I´ve recently started using JMeter to create load tests for my web applications. I really like the tool, and after watching some videos it was really easy to get started with creating tests.
There´s however one thing that I´m not clear about.
Reading on the JMeter homepage, there´s a “Best practice” section. Among other things, it says:
The most important thing to do is filter out all requests you aren’t interested in. For instance, there’s no point in recording image requests (JMeter can be instructed to download all images on a page – see HTTP Request ). These will just clutter your test plan.
I´ve seen this on other pages aswell, saying that you shouldn´t include requests for images or any other static resources in your tests. However I´ve still not been able to find a single page which gives a good explanation as to WHY you shoudn´t include static resources.
Sure, JMeter isn´t a browser, but requests for static resources would no doubt affect performance of your application? Can someone please give me a good explanation 🙂
It all depends on what you are trying to test.
In general, there are two types of performance test I do with JMeter: specific tests, where I look at things that I’m worried about, and “safety net” tests, where I measure the entire application to make sure it does indeed work the way I expect it to.
Specific tests nearly always deal with the dynamic aspects of the web application – the server-side code (.aspx, .php, .jsp etc.). This is where most applications have their bottlenecks – the effort to run a server-side script is many, many times higher than the effort to retrieve a CSS file from disk and serve it up to the browser without any additional processing. If I’m testing the server-side scripts, I don’t want to also load the assets – because they clutter up the tests, and consume bandwidth at the test client end. I don’t want my tests to fail because my JMeter server is downloading a 5MB video file on each thread and consuming all the bandwidth, when what I’m actually trying to do is see how many logins per second the server can support.
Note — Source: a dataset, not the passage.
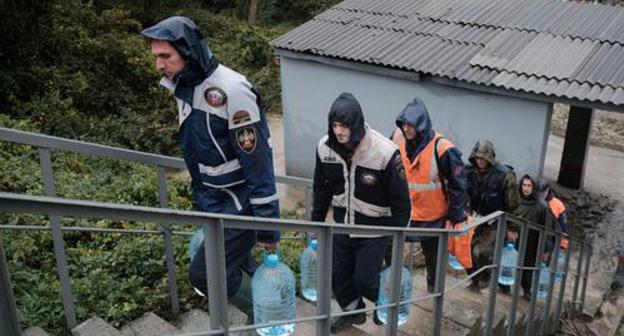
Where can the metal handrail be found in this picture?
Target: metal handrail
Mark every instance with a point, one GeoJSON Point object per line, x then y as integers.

There’s very little point in testing your webserver’s ability to serve static files – Microsoft, the Apache team, whoever, have already done a brilliant job at that; unless you have a very specific concern, there are better ways to spend your testing budget.
Safety net tests put the whole thing together to prove that it all really does work the way I expect it. Usually, I run these on a production(like) environment, so I have a CDN, production-grade hardware, and the “live” application config. I usually employ a cloud-based testing service for this, so I can see performance from different locations, and generate enough load to stress production-grade kit. You could use JMeter for this (and there are a couple of JMeter Cloud services I’ve used in the past). It’s expensive, it may require downtime, and you should only do it as a safety net.